So Why Was The Search For Ben Solo Really Cancelled?

Disney's search for an apolitical movie is probably more to blame.

So Why Was The Search For Ben Solo Really Cancelled?

Over the course of his tenure in positions of power at Disney, Bob Iger has shown himself to have a chronic lack of taste. It was his call that forced Twin Peaks to reveal Laura Palmer's murderer prematurely, it was his call that cancelled a live-action remake of The Hunchback of Notre Dame (not that I want to see that but he said the reason why was that the original movie was not good), he was the one who forced Marvel Studios and Lucasfilm to prioritize Disney+ shows which diluted both the Star Wars and Marvel brands.

When news broke last week that Steven Soderbergh and Adam Driver had developed and pitched an entire Star Wars movie set after The Rise of Skywalker about the return of Ben Solo, the follow-up that this movie was greenlit by Lucasfilm and then shot down by Iger didn't exactly strike me as weird because the man is clearly allergic to good ideas. Soderbergh knows how to make a good movie on a budget and letting a director like that work on a franchise like Star Wars will bring a level of prestige similar to Tony Gilroy working on Andor.

What did strike me as weird, however, was the rationale given. The explained reason why this film could not work in any capacity is that Ben Solo died, and there was no way to bring him back. Now, considering the fact that Ben died in a movie that features the quote "Somehow Palpatine returned" as the only explanation as to where the overarching bad guy came from after being canonically dead for forty years, that movie also featured the fake-out death of Chewbacca and the resurrection of Rey who literally died, and one of the main flagship Disney+ shows follows a character who was saved from death via literal time travel, this felt like a flimsy excuse.

There's definitely more at play here, and I believe it comes down to Disney spending the majority of the last year or so trying to play both sides against the middle politically. We saw the obviously planted story that was complete nonsense about how Rachel Zegler was solely responsible for the failings of Snow White, the reporting that Elio was changed mid-development to remove any queer allusions, and the reporting that Disney was using focus groups of fans to try and cater their releases to those fanbases, misunderstanding online culture wars and general vitriol for fandom.

In the waning days of the sequel trilogy (late 2019), Lucasfilm had two major live-action Star Wars releases. Disney+ launched with The Mandalorian as its flagship title, and The Rise of Skywalker was going to culminate the Skywalker Saga theatrically. Among the far right, people who had christened themselves the true fans, The Rise of Skywalker was derided while The Mandalorian was acclaimed to a borderline ridiculous degree. They also launched a campaign to cast aside anyone who supported the sequels as shippers who only cared about the romance angle, specifically a relationship between Rey and Ben Solo.
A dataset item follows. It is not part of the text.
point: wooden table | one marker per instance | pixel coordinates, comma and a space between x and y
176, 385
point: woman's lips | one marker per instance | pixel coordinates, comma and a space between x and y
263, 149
Taken into the full context of the last few years, I believe that this is probably closer to the reason this film was vetoed by Disney. The side of YouTube and podcasts that talk about entertainment is flooded with people on the far right who do an excellent job of manufacturing a controversy. If they began production on a sequel trilogy follow-up about Ben, the negative press about the movie would be invented before a script was ever turned in. Why tempt that when you can make a movie sequel to The Mandalorian and bring Ryan Gosling in to be the lead in a standalone film?
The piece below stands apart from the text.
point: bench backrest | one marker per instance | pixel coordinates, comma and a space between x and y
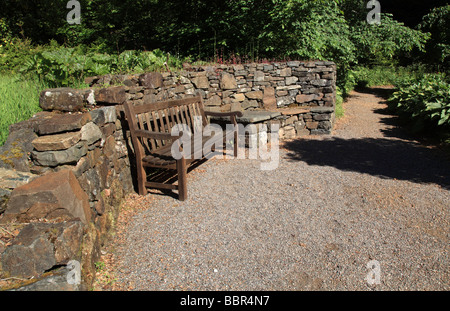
162, 116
Here's the thing Disney has to remember: this group is fickle and is not representative of actual fans. This group you're trying to appease opposed the acquisition of Lucasfilm in the first place, all the casting of the sequels before a frame of the movie was even shot, derided The Force Awakens for being too derivative, derided The Last Jedi for being too different, and only liked The Mandalorian until women started gaining larger roles. It is absurd to think this is a group you should work to appease. Arguably, what you should do as a studio is shut them down and publicly say, "No, this outlet is lying." Until Disney and Lucasfilm do that, they can make the whitest and most inoffensive movies possible and still never win this group over because if they so much as step a toe over the line, they'll be back in front of the metaphorical firing squad.